Effective use of patient education tools can also help. The Maine Medical Center Cancer Institute recently won an ACCC Innovator Award for development and use of a 3D lung nodule educational tool. This 3D tool allows patients to see, hold, and touch the exact type of pulmonary nodule that is shown on their screening results, including its size and texture. With this hands-on learning, patients feel less distressed knowing what their results mean and if there is a potential cancer risk.

“We’re not just talking to the patient. We’re building a tool to help people really understand what’s happening within their lungs,” explains Theresa Roelke, MSN, RN, AGNP-C, a geriatric nurse practitioner in Maine. She worked with a local art student to create the 3D lung nodule tool with a 3D printer.

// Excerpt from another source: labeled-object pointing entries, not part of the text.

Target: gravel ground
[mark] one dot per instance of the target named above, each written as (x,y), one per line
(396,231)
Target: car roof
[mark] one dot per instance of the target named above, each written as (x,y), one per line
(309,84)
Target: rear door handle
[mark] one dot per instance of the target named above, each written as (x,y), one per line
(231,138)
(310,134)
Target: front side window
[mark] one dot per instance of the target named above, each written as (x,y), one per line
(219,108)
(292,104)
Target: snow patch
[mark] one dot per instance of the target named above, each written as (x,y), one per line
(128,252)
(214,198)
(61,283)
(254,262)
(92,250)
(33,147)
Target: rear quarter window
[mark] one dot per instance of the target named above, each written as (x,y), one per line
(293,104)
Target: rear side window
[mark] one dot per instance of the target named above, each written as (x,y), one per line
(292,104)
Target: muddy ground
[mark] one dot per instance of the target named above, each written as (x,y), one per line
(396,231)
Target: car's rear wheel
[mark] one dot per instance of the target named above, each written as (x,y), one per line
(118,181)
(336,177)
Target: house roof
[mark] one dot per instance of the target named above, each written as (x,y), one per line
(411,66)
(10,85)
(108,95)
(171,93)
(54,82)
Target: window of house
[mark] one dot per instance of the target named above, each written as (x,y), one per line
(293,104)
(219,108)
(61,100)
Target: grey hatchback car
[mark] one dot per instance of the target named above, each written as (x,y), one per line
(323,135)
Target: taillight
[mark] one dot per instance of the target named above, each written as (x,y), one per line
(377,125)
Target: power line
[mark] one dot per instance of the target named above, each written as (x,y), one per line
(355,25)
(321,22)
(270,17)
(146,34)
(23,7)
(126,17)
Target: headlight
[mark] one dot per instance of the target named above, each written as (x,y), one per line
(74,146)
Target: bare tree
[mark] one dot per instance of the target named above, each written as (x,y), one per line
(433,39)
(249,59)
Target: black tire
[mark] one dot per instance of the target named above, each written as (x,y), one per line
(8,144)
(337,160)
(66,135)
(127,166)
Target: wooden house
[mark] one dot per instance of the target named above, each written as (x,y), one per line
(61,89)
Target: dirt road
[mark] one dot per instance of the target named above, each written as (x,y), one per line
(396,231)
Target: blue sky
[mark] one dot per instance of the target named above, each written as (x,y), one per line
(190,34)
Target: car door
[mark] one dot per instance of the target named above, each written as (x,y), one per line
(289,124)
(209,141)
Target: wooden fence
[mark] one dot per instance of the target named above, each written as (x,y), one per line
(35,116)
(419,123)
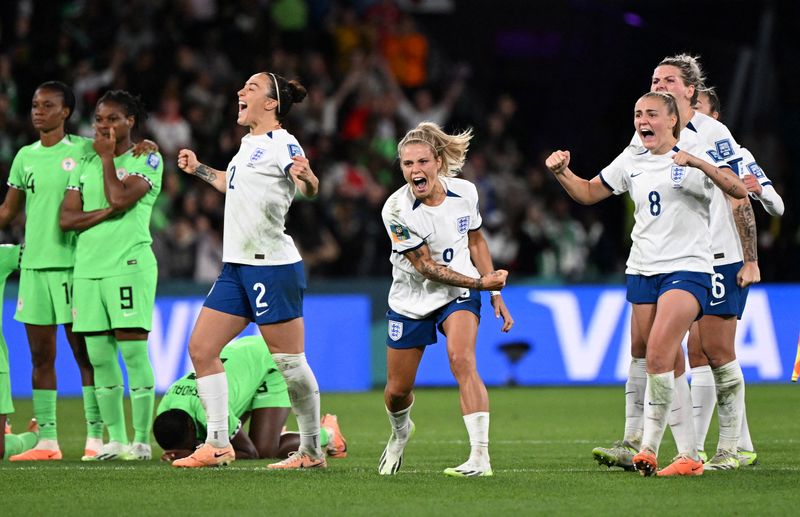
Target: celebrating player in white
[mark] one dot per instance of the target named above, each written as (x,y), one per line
(262,279)
(711,351)
(682,77)
(440,263)
(669,267)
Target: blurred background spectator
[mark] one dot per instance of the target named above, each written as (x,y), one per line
(528,76)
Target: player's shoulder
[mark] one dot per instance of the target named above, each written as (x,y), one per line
(459,186)
(400,202)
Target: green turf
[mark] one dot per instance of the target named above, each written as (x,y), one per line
(541,455)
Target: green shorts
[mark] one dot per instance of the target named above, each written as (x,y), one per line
(272,392)
(6,405)
(45,297)
(116,302)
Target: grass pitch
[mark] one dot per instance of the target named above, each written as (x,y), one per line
(541,441)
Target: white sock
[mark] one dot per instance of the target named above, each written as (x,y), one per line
(657,404)
(704,398)
(47,445)
(213,393)
(478,431)
(680,418)
(730,404)
(634,401)
(745,442)
(399,420)
(304,394)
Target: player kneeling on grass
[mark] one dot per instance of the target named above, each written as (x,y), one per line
(12,443)
(256,390)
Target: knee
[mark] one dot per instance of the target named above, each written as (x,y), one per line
(462,364)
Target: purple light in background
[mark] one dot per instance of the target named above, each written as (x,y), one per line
(633,19)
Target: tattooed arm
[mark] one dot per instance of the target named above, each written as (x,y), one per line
(746,226)
(421,259)
(187,162)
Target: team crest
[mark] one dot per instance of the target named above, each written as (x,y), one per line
(724,148)
(462,224)
(257,154)
(677,173)
(68,164)
(395,330)
(295,150)
(755,170)
(399,232)
(153,161)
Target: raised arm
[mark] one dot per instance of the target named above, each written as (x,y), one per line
(74,218)
(727,182)
(303,176)
(585,192)
(422,261)
(11,206)
(769,197)
(187,162)
(479,253)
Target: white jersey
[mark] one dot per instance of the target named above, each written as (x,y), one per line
(671,214)
(444,228)
(712,141)
(260,191)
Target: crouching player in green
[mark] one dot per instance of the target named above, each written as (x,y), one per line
(13,443)
(256,390)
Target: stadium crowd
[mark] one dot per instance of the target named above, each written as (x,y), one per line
(372,73)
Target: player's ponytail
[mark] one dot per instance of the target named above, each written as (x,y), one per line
(451,148)
(287,93)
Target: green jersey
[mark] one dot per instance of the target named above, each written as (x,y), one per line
(42,174)
(119,245)
(247,364)
(9,262)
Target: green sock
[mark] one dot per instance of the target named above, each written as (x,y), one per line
(108,382)
(44,409)
(141,382)
(94,423)
(19,443)
(324,437)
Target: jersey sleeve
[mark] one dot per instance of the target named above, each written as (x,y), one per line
(476,221)
(723,148)
(150,168)
(404,237)
(290,148)
(614,175)
(16,177)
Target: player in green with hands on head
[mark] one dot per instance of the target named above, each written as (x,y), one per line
(37,180)
(256,390)
(109,201)
(12,444)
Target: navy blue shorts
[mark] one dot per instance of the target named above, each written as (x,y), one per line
(407,332)
(727,298)
(263,294)
(647,289)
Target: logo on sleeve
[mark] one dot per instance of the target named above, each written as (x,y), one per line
(399,232)
(714,155)
(755,170)
(724,148)
(153,160)
(677,173)
(462,224)
(68,164)
(395,330)
(294,150)
(257,154)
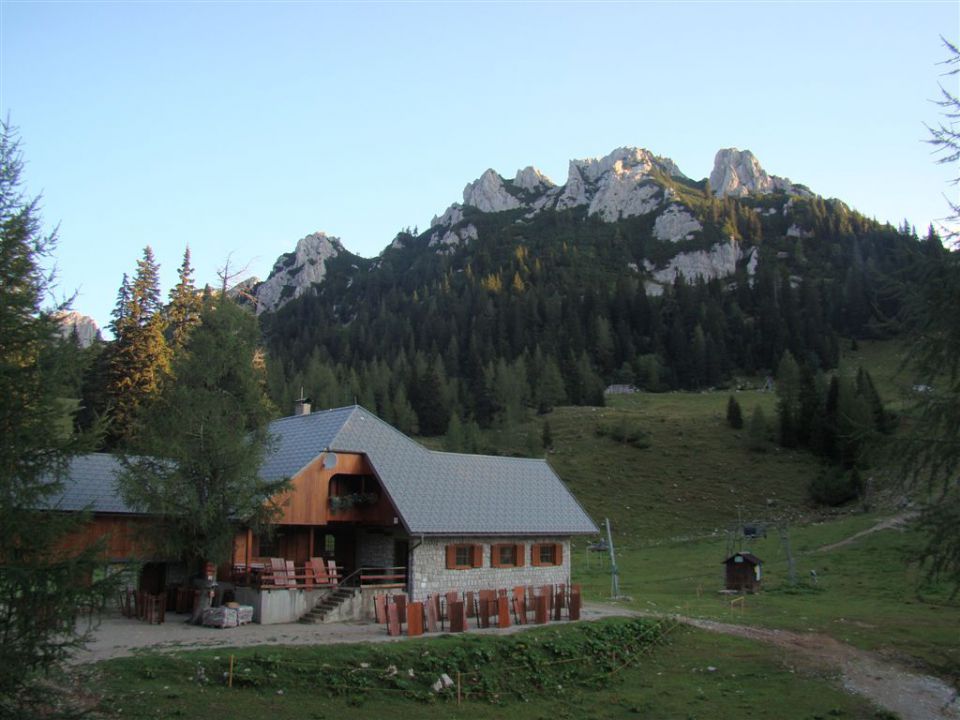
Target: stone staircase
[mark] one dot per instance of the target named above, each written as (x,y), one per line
(336,605)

Sharing the decision-making

As patients improve their understanding of lung health, they feel empowered to ask more questions and to take a more active role in their routine screening and any treatment decisions. Remember: patients have the choice of where they want to receive care. Many choose to go where they will receive patient-centered care based on shared decision-making with a multidisciplinary team.

However, prevention, including access to smoking cessation education and resources, remains the first step. Our hospitals and clinics have done much to protect patients against COVID-19. We all want the same outcome: for our patients to live a long, healthy life. Be proactive with your health by talking to your doctor about whether you need lung screening.